Pivot tables and basic visualizations

Overview

Teaching: 10 min
Exercises: 40 min
Questions
  • What are pivot tables?

  • How do we use them to summarize data?

  • How do we create basic visualizations from the summaries in pivot tables?

  • What are design guidelines for basic visualizations such as column charts, bar charts and pie charts?

Objectives
  • First objective.

The why and how of pivot tables

We will work with very large sets of data, regarding new physical items and popular searches, including 10,000s of rows. To be able to actually visualize these data, we have to apply some kind of summarization. This can be done in different ways. One way to summarize data is by writing a script that does the summarization for you, which we will not really touch upon in this workshop, but for which we will give further pointers at the end of this workshop. A second way is by using a common package to do these summaries in a so-called pivot table.

Introduction to pivot tables

From Wikipedia: “In data processing, a pivot table is a data summarization tool found in data visualization programs such as spreadsheets or business intelligence software. Among other functions, a pivot table can automatically sort, count, total or average the data stored in one table or spreadsheet, displaying the results in a second table showing the summarized data.”

Tools which can be used to create pivot tables are for instance Microsoft Excel, OpenOffice/LibreOffice Calc, Google Spreadsheets.
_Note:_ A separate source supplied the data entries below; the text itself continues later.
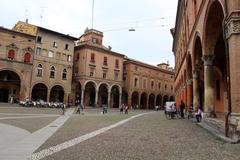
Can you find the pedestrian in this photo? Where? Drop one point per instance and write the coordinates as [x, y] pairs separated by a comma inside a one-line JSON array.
[[198, 114], [182, 107], [126, 109], [63, 109], [121, 108]]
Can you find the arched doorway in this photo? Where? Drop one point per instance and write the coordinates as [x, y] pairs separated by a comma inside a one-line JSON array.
[[39, 92], [57, 94], [189, 81], [159, 101], [215, 59], [90, 94], [9, 85], [115, 93], [135, 99], [143, 101], [198, 75], [171, 98], [151, 101], [103, 94], [78, 92], [124, 97], [165, 99]]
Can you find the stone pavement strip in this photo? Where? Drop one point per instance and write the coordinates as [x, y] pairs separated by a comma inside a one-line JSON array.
[[47, 152], [23, 149], [10, 134]]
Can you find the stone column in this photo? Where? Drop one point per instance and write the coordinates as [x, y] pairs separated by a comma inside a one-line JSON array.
[[208, 83], [82, 97], [196, 96], [48, 95], [233, 38], [96, 99], [189, 92], [120, 99], [109, 99]]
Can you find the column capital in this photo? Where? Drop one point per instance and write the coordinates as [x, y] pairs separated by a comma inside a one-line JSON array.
[[195, 73], [208, 59], [189, 82], [233, 24]]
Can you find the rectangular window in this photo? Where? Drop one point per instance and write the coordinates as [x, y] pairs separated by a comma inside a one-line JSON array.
[[144, 83], [116, 76], [76, 70], [92, 58], [104, 75], [38, 51], [152, 84], [66, 46], [218, 89], [69, 58], [39, 39], [159, 86], [116, 63], [50, 54], [135, 82], [55, 44], [105, 61], [77, 57], [91, 73]]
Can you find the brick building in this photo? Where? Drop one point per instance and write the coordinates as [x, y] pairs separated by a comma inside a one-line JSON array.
[[52, 63], [97, 71], [205, 46], [16, 63], [62, 68], [147, 86]]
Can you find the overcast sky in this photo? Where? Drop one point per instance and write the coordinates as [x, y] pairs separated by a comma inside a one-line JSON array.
[[152, 20]]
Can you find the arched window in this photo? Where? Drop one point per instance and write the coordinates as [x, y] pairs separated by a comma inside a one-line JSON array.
[[52, 72], [11, 54], [27, 57], [64, 74], [39, 70]]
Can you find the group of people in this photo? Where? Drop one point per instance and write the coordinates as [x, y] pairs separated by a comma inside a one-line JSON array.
[[198, 112], [125, 108]]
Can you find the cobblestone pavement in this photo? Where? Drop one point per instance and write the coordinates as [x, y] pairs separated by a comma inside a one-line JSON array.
[[152, 137]]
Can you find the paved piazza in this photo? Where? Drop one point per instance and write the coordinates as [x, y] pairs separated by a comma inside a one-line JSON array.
[[37, 133]]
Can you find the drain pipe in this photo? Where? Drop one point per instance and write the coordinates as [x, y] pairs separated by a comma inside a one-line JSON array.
[[228, 72]]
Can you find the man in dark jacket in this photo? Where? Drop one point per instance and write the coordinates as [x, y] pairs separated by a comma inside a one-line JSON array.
[[182, 107]]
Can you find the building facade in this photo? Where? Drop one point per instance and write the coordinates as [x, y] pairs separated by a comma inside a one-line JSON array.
[[16, 63], [205, 46], [52, 65], [147, 86], [97, 72]]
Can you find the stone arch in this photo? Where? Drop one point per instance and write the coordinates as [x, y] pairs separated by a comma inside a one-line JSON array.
[[103, 94], [86, 82], [215, 58], [165, 99], [135, 99], [39, 92], [151, 101], [144, 101], [212, 25], [57, 94], [90, 88], [124, 97], [159, 101], [115, 95], [119, 87], [10, 85]]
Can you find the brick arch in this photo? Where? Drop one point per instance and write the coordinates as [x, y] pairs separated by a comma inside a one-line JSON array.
[[210, 34]]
In this workshop, we will work with Google Spreadsheets, but most of the functionality works in the same way in both Excel and OpenOffice. Compared to Google Spreadsheets, Microsoft Excel has some additional features, which allow for more advanced filtering and processing.

First, we have to import our data into Google Spreadsheets:

  1. Open Google spreadsheets, choose Blank

  2. Make sure that the correct “locale” (region settings) are set. Choose File > Spreadsheet settings. Under locale, choose: Norway (Norwegian Bokmal). This ensures that comma is understood as the decimal point, that dates are handled correctly, etc.

  3. Choose File > Import > Upload. Choose Select a file from your computer. Locate the file NewPhysicalItems.xlsx and select it.

  4. When requested in the dialog box select Insert new sheet in the next menu.

  5. Name the worksheet NewItems (to rename the sheet double click on the sheet name (at the bottom of the window) or click on the small arrow next to the name and choose Rename…).

Some notes about the use of Google Spreadsheets to keep in mind

  • It can be slow from time to time, when using a large dataset such as the New Physical Items dataset. A message “script on this page may be busy, or it may have stopped responding” can sometimes appear. Be sure not to close the page, but to select ‘continue’, or ‘wait’, until the processing finishes. The Chrome browser seems to work slightly faster than Firefox in this regard.
  • Copying text using the menu elements does not work on most machines, so use the keyboard shortcuts Ctrl+C and Ctrl+V on Windows, or Cmd+C and Cmd+V on Mac to copy and paste, respectively. Using keyboard shortcuts is good practice anyways, that can make you work more efficiently in any software.

Exercise 1: Create a Pivot Table showing the most frequent books per publisher

Let’s create our first pivot table. Follow the following steps:

  1. Select all the data in the NewItems sheet (Ctrl + A (Windows) or Cmd + A (Mac))

  2. Choose Data > Pivot table…

  3. Notice at the bottom of the window that a new sheet has been created. Rename it to PublisherPivot (again, by double clicking on the sheet name or right-clicking and choosing Rename…)

Now, we are ready to add rows and values to our pivot table. For this, use the ‘Report Editor’ functionality on the right-hand side.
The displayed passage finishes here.